Problems with flash-attention2
According to the model card
If you want faster inference using flash-attention2, you need to install these dependencies:
pip install packaging ninja
pip install flash-attn==v2.1.1 --no-build-isolation
pip install git+https://github.com/HazyResearch/flash-attention.git@v2.1.1#subdirectory=csrc/rotary
Now flash-attention2 seems to be mandatory because in modeling_flash_llama.py it is written
try:
from flash_attn.flash_attn_interface import (
flash_attn_kvpacked_func,
...
except ImportError:
flash_attn_v2_installed = False
raise ImportError('Please install Flash Attention: `pip install flash-attn --no-build-isolation`')
Question 1) Is it possible to use leo-hessianai-13b-chat (and 7b-chat) without flash-attention2? How?
When I run the above pip install commands with the recent torch version: 2.2 / cuda version: cu121,
there is a library mismatch with flash-attn==v2.1.1 with an undefined symbol
import torch; from flash_attn import flash_attn_func
Traceback (most recent call last):
import flash_attn_2_cuda as flash_attn_cuda
site-packages/flash_attn_2_cuda.cpython-310-x86_64-linux-gnu.so: undefined symbol: at::_ops::_pad_enum::call(at::Tensor const&, c10::ArrayRef<c10::SymInt>, long, c10::optional<double>)
(the error output was passed through c++filt)
Question 2) with what pytorch/cuda version was leo-hessianai generated?

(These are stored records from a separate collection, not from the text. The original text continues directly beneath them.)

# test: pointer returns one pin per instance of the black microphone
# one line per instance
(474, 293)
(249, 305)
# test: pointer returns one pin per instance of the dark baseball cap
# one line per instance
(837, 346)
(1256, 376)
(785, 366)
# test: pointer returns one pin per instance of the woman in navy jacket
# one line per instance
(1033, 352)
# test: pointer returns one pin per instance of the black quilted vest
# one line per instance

What versions of flash-attn2 can be used? Are you using cxx11abiFALSE or cxx11abiTRUE (see https://github.com/Dao-AILab/flash-attention/issues/457 )?
I tried the latest flash-attn==2.5.1.post1 and a couple of earlier pytorch/cuda versions, but without success (a similar issue is mentioned in https://github.com/Dao-AILab/flash-attention/issues/836, but I do not run docker; a similar issue is mentioned in https://github.com/Dao-AILab/flash-attention/issues/667#issuecomment-1816039443 but I did not suceed using the versions mentioned there)
By now you just need to use trust_remote_code=False
or leave the argument away entirely. This model is full, compatible with the flash attention implementation in transformers.